Yine seçimle yatıp seçimle kalktığımız bugünlerde, düşünce üretme, araştırma, fikir yürütme yerine akıllara ziyan sığ siyasetin tiryakisi olmuşuz millet olarak. Para kazanmaktan, iktidarı kazanmaya varıncaya dek, her yolun mubah sayıldığı bir toplumda, sağduyu sahipleri marjinalleştirilerek, gözden uzak tutulur.
Tekraren söylemek gerekirse; bir toplumun yoldan çıkması kadar yola girmesi de öncüleriyle mümkündür. Dürüstlüğü, ilkeli olmayı bir hayat tarzı olarak tercih ettiyseniz, yerine göre evdeki eşinizin veya en yakınlarınızın hışmına uğramayı göze almalısınız.

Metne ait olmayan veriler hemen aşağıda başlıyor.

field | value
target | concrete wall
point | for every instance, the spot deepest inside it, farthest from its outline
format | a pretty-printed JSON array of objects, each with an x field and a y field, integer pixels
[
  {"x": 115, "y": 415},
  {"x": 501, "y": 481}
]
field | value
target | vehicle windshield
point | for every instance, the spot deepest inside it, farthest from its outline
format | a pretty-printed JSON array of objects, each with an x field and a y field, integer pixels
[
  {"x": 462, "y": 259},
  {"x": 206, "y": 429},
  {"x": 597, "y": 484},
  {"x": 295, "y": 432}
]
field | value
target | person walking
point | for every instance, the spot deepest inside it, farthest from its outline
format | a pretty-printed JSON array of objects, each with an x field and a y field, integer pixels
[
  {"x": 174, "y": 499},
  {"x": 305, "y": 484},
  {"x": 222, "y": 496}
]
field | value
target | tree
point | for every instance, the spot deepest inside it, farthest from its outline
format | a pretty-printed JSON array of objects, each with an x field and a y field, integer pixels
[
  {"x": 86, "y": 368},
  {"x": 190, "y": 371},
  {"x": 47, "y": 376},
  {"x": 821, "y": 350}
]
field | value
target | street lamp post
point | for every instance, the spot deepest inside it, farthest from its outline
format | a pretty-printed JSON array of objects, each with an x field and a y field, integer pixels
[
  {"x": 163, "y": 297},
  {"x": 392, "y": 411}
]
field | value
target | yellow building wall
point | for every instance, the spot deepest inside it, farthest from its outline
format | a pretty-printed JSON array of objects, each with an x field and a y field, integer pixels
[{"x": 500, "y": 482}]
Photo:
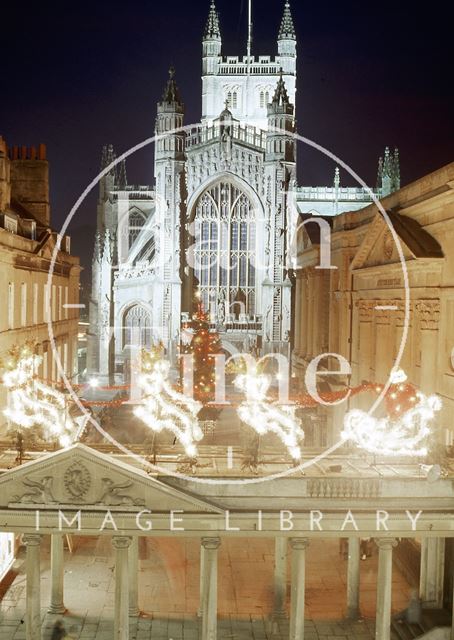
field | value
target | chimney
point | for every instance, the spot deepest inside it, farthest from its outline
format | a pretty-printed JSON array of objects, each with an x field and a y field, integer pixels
[
  {"x": 5, "y": 186},
  {"x": 30, "y": 181}
]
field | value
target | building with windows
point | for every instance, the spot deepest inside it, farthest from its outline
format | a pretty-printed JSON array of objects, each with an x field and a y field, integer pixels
[
  {"x": 357, "y": 308},
  {"x": 220, "y": 217},
  {"x": 27, "y": 244}
]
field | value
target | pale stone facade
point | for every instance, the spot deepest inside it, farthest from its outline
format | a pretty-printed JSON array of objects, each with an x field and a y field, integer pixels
[
  {"x": 26, "y": 247},
  {"x": 220, "y": 217},
  {"x": 357, "y": 309},
  {"x": 84, "y": 491}
]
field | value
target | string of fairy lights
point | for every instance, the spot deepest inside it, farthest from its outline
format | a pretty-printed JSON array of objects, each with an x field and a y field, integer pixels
[{"x": 404, "y": 431}]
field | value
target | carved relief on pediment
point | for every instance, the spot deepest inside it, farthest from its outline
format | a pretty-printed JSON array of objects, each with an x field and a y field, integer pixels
[{"x": 75, "y": 485}]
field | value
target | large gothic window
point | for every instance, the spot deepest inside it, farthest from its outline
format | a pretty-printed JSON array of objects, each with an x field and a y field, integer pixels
[
  {"x": 137, "y": 327},
  {"x": 136, "y": 222},
  {"x": 225, "y": 250}
]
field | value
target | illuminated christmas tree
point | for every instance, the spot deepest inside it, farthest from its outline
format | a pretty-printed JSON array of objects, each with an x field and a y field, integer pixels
[
  {"x": 163, "y": 408},
  {"x": 203, "y": 344}
]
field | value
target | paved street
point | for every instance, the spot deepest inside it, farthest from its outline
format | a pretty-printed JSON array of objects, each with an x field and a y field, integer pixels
[{"x": 169, "y": 583}]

Eğer siz de haksızlık karşısında vicdanınızın sesini dinleyerek tepki gösteriyor, toplumun ortak değerlerinin şahsî çıkarlar uğruna istismar edilişi gibi birçok meselede sesinizi yükselterek ilkeli bir duruş sergiliyorsanız; yakın çevrenizden, “Bu milletin en akıllısı sen misin?” veya “Dünyayı sen mi kurtaracaksın?” türünden dost ikazlarına (!) muhatap olabilirsiniz.
Bununla da kalmaz; haramzadeleri, düzenbazları, her devrin adamlarını rahatsız edecek noktaya geldiğinizde; sizi kendilerinden kabul etmeyen kesim, bazen “hain”, bazen “zındık” diye yaftalarken; kendi mahalleniz de sizi, “satılmış” veya “dönek” gibi iftiralara gark eder.
İlkeleriniz varsa, hayat çizginiz bellidir... Zikzaklar çizmezsiniz fakat yalpalayabilirsiniz. Düşseniz de yine düştüğünüz yerden kalkarsınız. Günümüz Türkçe’sinde “Rol Modeli” olarak sıkça kullanılan kavramın daha Türkçe’si; örnek alınacak insan demektir. Kendisi örnek olamayanlar, her şeyiyle içinde bulunduğu topluma örnek olmuş insanların arkasına sığınırlar. Hiç kimse eskinin madden yokluk, yoksulluk dönemini aramıyor fakat herkes o yılların insanını veya insanlığını arıyor. O özlem içinde olanlar, başlangıcı kendilerinden yaparak ilk adımı atan olsalar, girdiğimiz alacakaranlıktan aydınlığa çıkma sürecimiz hız kazanır.
İlmini, teknolojik gelişmişliğini insanlığın istifadesi yerine, imha edilişi için kullananlara yakışan lakap, medenilik değil, barbarlıktır. Aklını hinoğlu hinlikten yana yoran kurnazlara da, akıllı değil, akılsız demek lazım.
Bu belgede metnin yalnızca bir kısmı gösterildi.